Find the coordinates of the vertex for the parabola defined by the given quadratic function.

f(x) = (x + 2)2 – 7

A few days ago

to find the x value of the vertex of a quadric function. Use -b/(2a)

f(x) = -x^2 – 8x – 4

a = -1

b = -8

-(-8) / (2 * -1)

8/-2

-4

plug -4 back in the eqution to find the y value of the vertex

f(-4) = -(-4)^2 – 8(-4) – 4

= -16 + 32 – 4

= 16 – 4

= 12

so the vertext is (-4,12)

Vertex form:

f(x) = a(x – h) + k has the vertex of (h,k)

f(x) = (x + 2)^2 – 7 has the vertex of (-2,-7)

0

A few days ago
gabyrig
First:

f(x) = -x^2 – 8x – 4

a = -1

b = -8

c = -4

Second:

f(x) = (x+2)^2 – 7

Multiply out:

f(x) = x^2 + 2*2*x + 2^2 – 7

Simplify:

f(x) = x^2 +4x + 4 -7 = x^2 + 4x -3

Find your a, b and c (the sign in front always goes with the number) then plug into the formula the person above gave you and voila!

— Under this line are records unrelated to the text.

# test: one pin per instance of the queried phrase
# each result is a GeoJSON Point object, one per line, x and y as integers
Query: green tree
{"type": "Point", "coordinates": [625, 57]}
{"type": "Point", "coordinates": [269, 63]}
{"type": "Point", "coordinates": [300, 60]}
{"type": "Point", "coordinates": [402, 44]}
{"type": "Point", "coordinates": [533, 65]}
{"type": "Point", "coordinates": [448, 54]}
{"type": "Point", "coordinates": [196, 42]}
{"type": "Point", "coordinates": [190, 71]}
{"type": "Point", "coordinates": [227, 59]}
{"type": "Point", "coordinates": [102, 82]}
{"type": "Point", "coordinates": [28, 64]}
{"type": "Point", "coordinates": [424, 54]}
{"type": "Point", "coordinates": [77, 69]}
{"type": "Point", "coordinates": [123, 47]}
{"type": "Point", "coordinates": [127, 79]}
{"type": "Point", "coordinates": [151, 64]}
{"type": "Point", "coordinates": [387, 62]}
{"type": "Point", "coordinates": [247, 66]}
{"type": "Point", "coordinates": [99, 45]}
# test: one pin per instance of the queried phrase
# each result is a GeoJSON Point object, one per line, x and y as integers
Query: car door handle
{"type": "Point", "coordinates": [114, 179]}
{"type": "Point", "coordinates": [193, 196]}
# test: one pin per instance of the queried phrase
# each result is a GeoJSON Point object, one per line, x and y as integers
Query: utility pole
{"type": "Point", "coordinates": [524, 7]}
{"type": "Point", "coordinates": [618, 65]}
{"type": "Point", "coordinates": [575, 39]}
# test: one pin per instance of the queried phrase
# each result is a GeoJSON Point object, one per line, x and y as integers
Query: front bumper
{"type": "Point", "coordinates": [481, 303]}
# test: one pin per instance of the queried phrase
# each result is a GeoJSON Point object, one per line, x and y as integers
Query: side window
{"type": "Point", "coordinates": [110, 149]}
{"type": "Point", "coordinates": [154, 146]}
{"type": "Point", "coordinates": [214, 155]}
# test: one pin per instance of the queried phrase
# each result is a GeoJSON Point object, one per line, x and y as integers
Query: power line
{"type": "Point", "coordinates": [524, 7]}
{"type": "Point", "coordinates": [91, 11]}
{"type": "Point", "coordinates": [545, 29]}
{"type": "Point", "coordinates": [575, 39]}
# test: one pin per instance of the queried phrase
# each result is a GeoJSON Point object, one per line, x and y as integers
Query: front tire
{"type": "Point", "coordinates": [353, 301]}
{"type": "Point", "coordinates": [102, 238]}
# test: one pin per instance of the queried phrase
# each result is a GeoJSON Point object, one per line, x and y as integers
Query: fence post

Otherwise if you know calculus, you know that the vertex is the very top where the curve goes from one curving direction to the other. The peak. The slope at that point is always zero so you can find the first derivative of each equation, set it to zero and that will give you the x (then plug into the formula again to get the y coordinate.

First:

f'(x) = – 2x -8 = 0

Solve for x

Second:

f'(x) = 2x + 4 =0

solve for x.

It’s faster but maybe not at your level.

0

A few days ago
elipra91
If you have any equation of a parabola it will look like this:

y=ax^2+bx+c

To find the vertex (x,y) do the following:

1- First find the x point by using this formula: -b/2a

2 – Use the result and substitute it by the x in the given formula and then you’ll have y.

3 – Done!!

First problem:

f(x)= -x^2-8x-4

a= -1 b= -8 c= -4

-b/2a = -(-8)/ 2 .(-1) = 8/-2= -4

x= -4

Substitute:

y= -(-4)^2-8.(-4)-4

y= -16 +32 – 4

y= -16 + 28

y= 12

Second problem:

Expand f(x)= (x+2)^2 – 7

y= x^2+4x-3

a= 1 b= 4 c= -3

-b/2a= -4/2 = -2

x= -2

Substitute:

y= 4 + 8 – 3

y= -7